Smith's argument that such charge, even if erroneous, was not prejudicial is also without merit. Because each party is entitled to proper instructions regarding the issues presented, the failure to give a correct charge as to any theory of the case is reversible error. See Jones v. Blackman, 285 Ala. 684, 228 So. 2d 1 (1969); Calvert v. Bynum, 255 Ala. 172, 50 So. 2d 731 (1951); and Western Union Telegraph Co. v. Smith, 189 Ala. 534, 66 So. 578 (1914).

Furthermore, this error was not rendered harmless by the jury's return of a general verdict. Where the verdict is general, but prejudicial error obtains to the court's instructions to the jury on any theory of recovery, the verdict must be set aside because no determination can be made as to which of several issues the jury relied upon in reaching its verdict. 5A C.J.S. Appeal & Error ยง 1773(3). See also Old Southern Life Insurance Co. v. Woodall, 295 Ala. 235, 326 So. 2d 726 (1976); and Ford Motor Co. v. Thomas, 285 Ala. 214, 231 So. 2d 88 (1970).

In response to Smith's assertion that the insurer delayed issuance of the policy, Liberty National insists that because the application provided a 60-day period for it to consider and act upon the offer, and it did issue a policy within twenty-one days, no jury question existed. Thus, a directed verdict as to this theory of recovery was proper.

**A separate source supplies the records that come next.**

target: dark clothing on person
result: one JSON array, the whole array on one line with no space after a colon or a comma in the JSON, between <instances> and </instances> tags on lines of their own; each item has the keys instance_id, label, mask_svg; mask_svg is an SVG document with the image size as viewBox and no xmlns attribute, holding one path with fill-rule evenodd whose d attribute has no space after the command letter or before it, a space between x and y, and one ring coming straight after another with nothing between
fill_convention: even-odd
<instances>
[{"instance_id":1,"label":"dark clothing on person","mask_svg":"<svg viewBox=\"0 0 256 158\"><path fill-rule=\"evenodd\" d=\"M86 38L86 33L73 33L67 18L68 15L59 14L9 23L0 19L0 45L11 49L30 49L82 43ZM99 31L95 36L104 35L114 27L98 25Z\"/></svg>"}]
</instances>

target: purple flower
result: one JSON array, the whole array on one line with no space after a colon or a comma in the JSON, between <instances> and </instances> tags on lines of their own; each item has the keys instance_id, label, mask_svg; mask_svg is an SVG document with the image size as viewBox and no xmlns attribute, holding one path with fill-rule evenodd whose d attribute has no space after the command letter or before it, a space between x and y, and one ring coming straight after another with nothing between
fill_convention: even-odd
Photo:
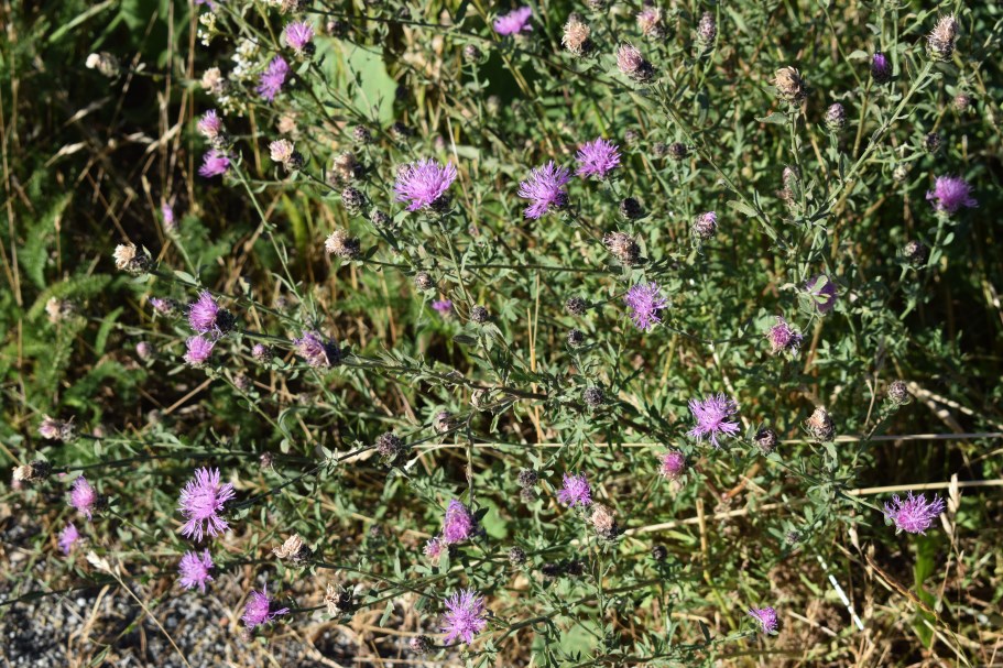
<instances>
[{"instance_id":1,"label":"purple flower","mask_svg":"<svg viewBox=\"0 0 1003 668\"><path fill-rule=\"evenodd\" d=\"M589 480L582 473L581 475L564 474L564 486L557 491L557 501L569 508L576 505L587 506L592 503L592 488L589 486Z\"/></svg>"},{"instance_id":2,"label":"purple flower","mask_svg":"<svg viewBox=\"0 0 1003 668\"><path fill-rule=\"evenodd\" d=\"M201 167L198 168L198 175L206 178L222 176L230 168L230 156L222 151L212 149L201 157Z\"/></svg>"},{"instance_id":3,"label":"purple flower","mask_svg":"<svg viewBox=\"0 0 1003 668\"><path fill-rule=\"evenodd\" d=\"M934 208L953 216L961 207L977 207L979 202L971 196L972 187L960 176L938 176L934 182L934 189L926 194L927 201L934 202Z\"/></svg>"},{"instance_id":4,"label":"purple flower","mask_svg":"<svg viewBox=\"0 0 1003 668\"><path fill-rule=\"evenodd\" d=\"M187 519L181 533L188 538L201 540L205 534L218 536L229 528L219 516L228 501L237 493L230 483L220 484L219 469L203 468L195 471L181 492L177 510Z\"/></svg>"},{"instance_id":5,"label":"purple flower","mask_svg":"<svg viewBox=\"0 0 1003 668\"><path fill-rule=\"evenodd\" d=\"M662 456L662 468L658 472L668 478L669 480L675 480L686 471L686 456L679 452L678 450L669 450Z\"/></svg>"},{"instance_id":6,"label":"purple flower","mask_svg":"<svg viewBox=\"0 0 1003 668\"><path fill-rule=\"evenodd\" d=\"M80 511L88 519L94 517L94 506L98 502L98 493L95 492L87 479L80 475L73 481L69 490L69 505Z\"/></svg>"},{"instance_id":7,"label":"purple flower","mask_svg":"<svg viewBox=\"0 0 1003 668\"><path fill-rule=\"evenodd\" d=\"M212 141L222 132L222 119L219 118L215 109L209 109L201 114L196 127L204 138Z\"/></svg>"},{"instance_id":8,"label":"purple flower","mask_svg":"<svg viewBox=\"0 0 1003 668\"><path fill-rule=\"evenodd\" d=\"M821 282L822 285L816 287L819 282ZM827 314L836 306L836 284L832 283L827 275L819 274L818 276L815 276L805 284L805 289L811 295L818 313Z\"/></svg>"},{"instance_id":9,"label":"purple flower","mask_svg":"<svg viewBox=\"0 0 1003 668\"><path fill-rule=\"evenodd\" d=\"M532 32L530 19L533 17L533 9L520 7L516 10L503 14L494 20L494 32L500 35L515 35L521 32Z\"/></svg>"},{"instance_id":10,"label":"purple flower","mask_svg":"<svg viewBox=\"0 0 1003 668\"><path fill-rule=\"evenodd\" d=\"M59 549L63 550L64 555L68 555L79 539L80 532L77 530L77 527L72 522L67 522L66 528L59 532Z\"/></svg>"},{"instance_id":11,"label":"purple flower","mask_svg":"<svg viewBox=\"0 0 1003 668\"><path fill-rule=\"evenodd\" d=\"M282 85L285 84L285 78L288 75L288 63L282 56L275 56L258 79L258 88L255 89L258 95L271 102L282 90Z\"/></svg>"},{"instance_id":12,"label":"purple flower","mask_svg":"<svg viewBox=\"0 0 1003 668\"><path fill-rule=\"evenodd\" d=\"M185 353L185 362L192 366L205 364L209 359L209 355L212 354L214 346L216 346L216 343L209 339L203 337L188 337L185 341L185 347L188 349L188 352Z\"/></svg>"},{"instance_id":13,"label":"purple flower","mask_svg":"<svg viewBox=\"0 0 1003 668\"><path fill-rule=\"evenodd\" d=\"M243 616L240 618L243 620L243 623L247 624L250 629L255 626L261 626L262 624L268 624L275 617L288 614L288 607L272 610L272 601L269 599L269 588L265 585L261 588L261 591L251 592L248 598L248 604L243 609Z\"/></svg>"},{"instance_id":14,"label":"purple flower","mask_svg":"<svg viewBox=\"0 0 1003 668\"><path fill-rule=\"evenodd\" d=\"M462 502L454 499L446 506L443 518L443 541L446 545L462 543L473 535L473 516Z\"/></svg>"},{"instance_id":15,"label":"purple flower","mask_svg":"<svg viewBox=\"0 0 1003 668\"><path fill-rule=\"evenodd\" d=\"M181 576L178 582L185 589L197 587L201 593L206 593L206 582L212 581L209 571L215 567L209 550L205 550L201 556L194 551L185 552L177 565L177 573Z\"/></svg>"},{"instance_id":16,"label":"purple flower","mask_svg":"<svg viewBox=\"0 0 1003 668\"><path fill-rule=\"evenodd\" d=\"M727 434L734 436L739 432L739 424L728 420L729 417L738 413L739 405L734 399L723 394L707 395L702 402L690 399L689 412L693 413L697 425L686 432L697 440L704 440L705 436L710 436L710 442L715 448L720 448L718 435Z\"/></svg>"},{"instance_id":17,"label":"purple flower","mask_svg":"<svg viewBox=\"0 0 1003 668\"><path fill-rule=\"evenodd\" d=\"M604 139L586 142L578 149L578 171L576 174L582 178L596 175L606 178L606 175L620 165L620 150L617 144Z\"/></svg>"},{"instance_id":18,"label":"purple flower","mask_svg":"<svg viewBox=\"0 0 1003 668\"><path fill-rule=\"evenodd\" d=\"M553 160L530 172L530 177L519 184L519 196L533 202L526 207L526 218L536 219L552 209L567 206L568 194L564 185L569 180L570 172L558 167Z\"/></svg>"},{"instance_id":19,"label":"purple flower","mask_svg":"<svg viewBox=\"0 0 1003 668\"><path fill-rule=\"evenodd\" d=\"M285 26L285 41L297 54L303 53L303 50L306 48L313 39L314 26L307 21L296 21L287 23ZM272 63L274 63L274 61L272 61ZM284 79L285 76L283 75L283 80ZM279 86L281 87L282 83L280 83ZM261 91L259 90L259 92Z\"/></svg>"},{"instance_id":20,"label":"purple flower","mask_svg":"<svg viewBox=\"0 0 1003 668\"><path fill-rule=\"evenodd\" d=\"M797 349L800 347L804 337L802 337L799 331L791 327L784 318L776 316L776 325L770 328L770 331L766 332L766 338L770 339L773 354L785 351L797 354Z\"/></svg>"},{"instance_id":21,"label":"purple flower","mask_svg":"<svg viewBox=\"0 0 1003 668\"><path fill-rule=\"evenodd\" d=\"M198 333L208 333L217 329L216 317L219 304L209 291L198 293L198 299L188 307L188 325Z\"/></svg>"},{"instance_id":22,"label":"purple flower","mask_svg":"<svg viewBox=\"0 0 1003 668\"><path fill-rule=\"evenodd\" d=\"M763 627L763 633L772 634L776 632L776 611L772 607L750 607L749 616L760 623Z\"/></svg>"},{"instance_id":23,"label":"purple flower","mask_svg":"<svg viewBox=\"0 0 1003 668\"><path fill-rule=\"evenodd\" d=\"M444 316L447 316L453 311L453 302L449 299L436 299L432 303L432 308L439 311Z\"/></svg>"},{"instance_id":24,"label":"purple flower","mask_svg":"<svg viewBox=\"0 0 1003 668\"><path fill-rule=\"evenodd\" d=\"M314 368L336 366L341 362L341 349L332 339L318 331L306 331L299 339L293 339L297 352Z\"/></svg>"},{"instance_id":25,"label":"purple flower","mask_svg":"<svg viewBox=\"0 0 1003 668\"><path fill-rule=\"evenodd\" d=\"M871 58L871 76L877 84L887 84L892 80L892 63L881 52L875 53Z\"/></svg>"},{"instance_id":26,"label":"purple flower","mask_svg":"<svg viewBox=\"0 0 1003 668\"><path fill-rule=\"evenodd\" d=\"M884 504L884 516L895 524L895 533L925 534L940 513L944 512L944 500L934 496L927 502L926 496L913 496L909 492L903 501L896 494L891 503Z\"/></svg>"},{"instance_id":27,"label":"purple flower","mask_svg":"<svg viewBox=\"0 0 1003 668\"><path fill-rule=\"evenodd\" d=\"M631 320L641 331L651 331L662 319L658 311L668 306L668 299L662 296L662 288L657 283L639 283L632 286L623 296L623 302L630 309Z\"/></svg>"},{"instance_id":28,"label":"purple flower","mask_svg":"<svg viewBox=\"0 0 1003 668\"><path fill-rule=\"evenodd\" d=\"M393 185L394 200L411 202L408 211L427 209L441 200L454 180L456 167L453 163L446 163L444 167L434 160L423 158L402 165Z\"/></svg>"},{"instance_id":29,"label":"purple flower","mask_svg":"<svg viewBox=\"0 0 1003 668\"><path fill-rule=\"evenodd\" d=\"M472 589L461 589L446 599L446 614L443 615L443 633L448 645L462 638L468 645L473 636L488 625L484 618L484 599Z\"/></svg>"}]
</instances>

Generally, the proposed insured is justified in assuming that the insurer will exercise reasonable care and diligence in acting upon his application. Barnes, supra. See, generally, 32 A.L.R.2d 487. Ordinarily, the reasonableness of the time within which the insurer acts upon the application is a question for the trier of fact. Indeed, Barnes specifically held that the reasonableness, vel non, of the insurer's failure to issue the policy within a 30-day period, as required by the binding receipt, was a question for the jury. Whether the 60-day provision is absolute and binding in all cases, we need not decide; and this for the reason that, under the circumstances of this case, we hold, as a matter of law, that the 21-day period in which the company did issue the policy did not constitute an unreasonable delay.

We hold, therefore, that Liberty National was entitled to the directed verdict as to all theories of recovery presented to the jury other than the theory presented in Count 2misrepresentation.